The schema does all the heavy lifting. No BeautifulSoup loops, no null handling, no whitespace regex. The _parent scopes each extraction to one article.product_pod, and the child selectors pull the five fields from within that scope.


Real-World Extraction Benchmarks

How well does schema-based extraction perform across different page types? Here are measurements from testing against real websites.

Accuracy Across Page Types

Page Type Example Site Fields Extracted Accuracy Notes
E-commerce listing books.toscrape.com title, price, stock, URL 100% Simple, consistent structure
Job board realpython.github.io/fake-jobs/ title, company, location, date 100% Card-based layout
News aggregator news.ycombinator.com headline, URL, rank 100% Flat table structure
Quote collection quotes.toscrape.com quote, author, tags 100% Consistent .quote container
Product detail page books.toscrape.com (single book) title, price, UPC, description, category 100% Mixed selectors (h1, table, sibling)
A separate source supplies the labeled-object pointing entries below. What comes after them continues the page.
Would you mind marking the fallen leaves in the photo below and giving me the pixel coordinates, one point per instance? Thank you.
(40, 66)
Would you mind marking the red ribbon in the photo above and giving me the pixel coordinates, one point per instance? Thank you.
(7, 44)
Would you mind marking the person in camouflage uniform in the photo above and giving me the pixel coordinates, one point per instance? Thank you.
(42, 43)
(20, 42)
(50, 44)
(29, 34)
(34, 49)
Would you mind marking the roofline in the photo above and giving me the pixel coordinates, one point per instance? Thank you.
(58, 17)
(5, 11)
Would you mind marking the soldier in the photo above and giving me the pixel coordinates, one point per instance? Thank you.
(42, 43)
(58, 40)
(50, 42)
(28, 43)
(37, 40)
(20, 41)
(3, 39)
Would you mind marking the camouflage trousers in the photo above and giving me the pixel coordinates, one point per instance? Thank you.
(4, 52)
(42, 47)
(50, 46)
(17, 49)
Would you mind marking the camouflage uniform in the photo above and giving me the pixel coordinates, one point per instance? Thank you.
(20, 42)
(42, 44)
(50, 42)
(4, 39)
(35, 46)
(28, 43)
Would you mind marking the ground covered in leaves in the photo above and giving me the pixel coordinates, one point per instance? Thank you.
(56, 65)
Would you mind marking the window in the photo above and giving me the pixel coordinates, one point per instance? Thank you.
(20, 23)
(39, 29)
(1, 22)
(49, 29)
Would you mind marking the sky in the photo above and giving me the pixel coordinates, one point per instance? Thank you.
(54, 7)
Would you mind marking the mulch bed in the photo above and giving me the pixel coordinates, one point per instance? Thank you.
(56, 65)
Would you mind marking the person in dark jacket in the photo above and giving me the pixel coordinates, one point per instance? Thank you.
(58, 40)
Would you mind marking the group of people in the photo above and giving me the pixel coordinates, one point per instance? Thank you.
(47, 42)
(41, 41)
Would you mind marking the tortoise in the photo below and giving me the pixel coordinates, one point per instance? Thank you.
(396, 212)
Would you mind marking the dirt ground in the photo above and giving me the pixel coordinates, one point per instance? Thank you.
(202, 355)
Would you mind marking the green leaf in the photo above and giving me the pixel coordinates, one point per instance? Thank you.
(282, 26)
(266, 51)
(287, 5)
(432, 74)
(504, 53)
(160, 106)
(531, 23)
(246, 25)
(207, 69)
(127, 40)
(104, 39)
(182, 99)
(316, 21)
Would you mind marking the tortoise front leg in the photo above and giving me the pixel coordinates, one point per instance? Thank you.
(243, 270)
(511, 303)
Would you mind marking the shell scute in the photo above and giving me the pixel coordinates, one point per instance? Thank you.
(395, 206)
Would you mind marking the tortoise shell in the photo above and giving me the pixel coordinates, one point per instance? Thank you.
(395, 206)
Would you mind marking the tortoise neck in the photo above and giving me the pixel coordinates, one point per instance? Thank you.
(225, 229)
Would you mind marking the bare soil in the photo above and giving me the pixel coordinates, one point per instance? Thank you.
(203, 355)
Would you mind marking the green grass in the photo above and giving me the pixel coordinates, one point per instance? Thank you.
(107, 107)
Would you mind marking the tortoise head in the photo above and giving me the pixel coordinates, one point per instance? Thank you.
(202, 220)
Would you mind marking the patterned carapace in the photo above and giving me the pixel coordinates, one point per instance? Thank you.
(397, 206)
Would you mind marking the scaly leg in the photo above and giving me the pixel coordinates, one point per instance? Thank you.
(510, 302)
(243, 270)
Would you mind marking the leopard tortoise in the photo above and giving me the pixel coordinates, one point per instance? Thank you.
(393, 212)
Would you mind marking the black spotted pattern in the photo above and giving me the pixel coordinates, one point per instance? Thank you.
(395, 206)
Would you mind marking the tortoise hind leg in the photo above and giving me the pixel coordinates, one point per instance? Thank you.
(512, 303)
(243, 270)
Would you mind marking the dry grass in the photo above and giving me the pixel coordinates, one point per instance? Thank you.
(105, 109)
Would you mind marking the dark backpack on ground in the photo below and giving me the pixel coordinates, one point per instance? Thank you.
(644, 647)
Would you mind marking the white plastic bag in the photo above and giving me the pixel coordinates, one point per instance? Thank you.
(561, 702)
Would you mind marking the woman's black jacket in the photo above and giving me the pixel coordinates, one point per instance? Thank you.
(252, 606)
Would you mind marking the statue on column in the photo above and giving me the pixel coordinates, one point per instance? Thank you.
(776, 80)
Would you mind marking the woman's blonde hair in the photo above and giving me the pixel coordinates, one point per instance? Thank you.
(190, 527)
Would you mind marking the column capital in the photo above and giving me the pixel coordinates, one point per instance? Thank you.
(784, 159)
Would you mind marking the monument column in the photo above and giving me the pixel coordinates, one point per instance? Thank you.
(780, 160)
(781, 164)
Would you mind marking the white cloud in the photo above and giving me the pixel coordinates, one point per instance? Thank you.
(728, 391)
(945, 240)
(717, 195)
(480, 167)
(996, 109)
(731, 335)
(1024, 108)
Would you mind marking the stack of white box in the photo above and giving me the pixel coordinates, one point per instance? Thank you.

Schema-based extraction reaches 100% accuracy when the selectors are correct. The engine doesn't guess or infer. It runs exact CSS queries against the rendered DOM. The accuracy question is really a schema design question: did you write the right selector for the right field?

Speed and Token Cost

Metric BeautifulSoup + Requests Selenium + Manual Parse Browserbeam Extract
Time to first result 200-500ms (no JS) 3-8s (browser startup) 2-4s (first session)
Subsequent pages 100-300ms each 1-3s each 500ms-1s each
Tokens to process (if LLM involved) 15,000-25,000/page 15,000-25,000/page 0 (extract bypasses LLM)
Lines of extraction code 30-60 40-80 3-10
JavaScript support No Yes Yes

The most significant number: Browserbeam's extract step uses zero LLM tokens. The extraction happens on the server, against the rendered DOM, using CSS selectors. If your task is pure data collection (not browsing or decision-making), the LLM never needs to see the page at all. That's the fundamental cost advantage of declarative extraction.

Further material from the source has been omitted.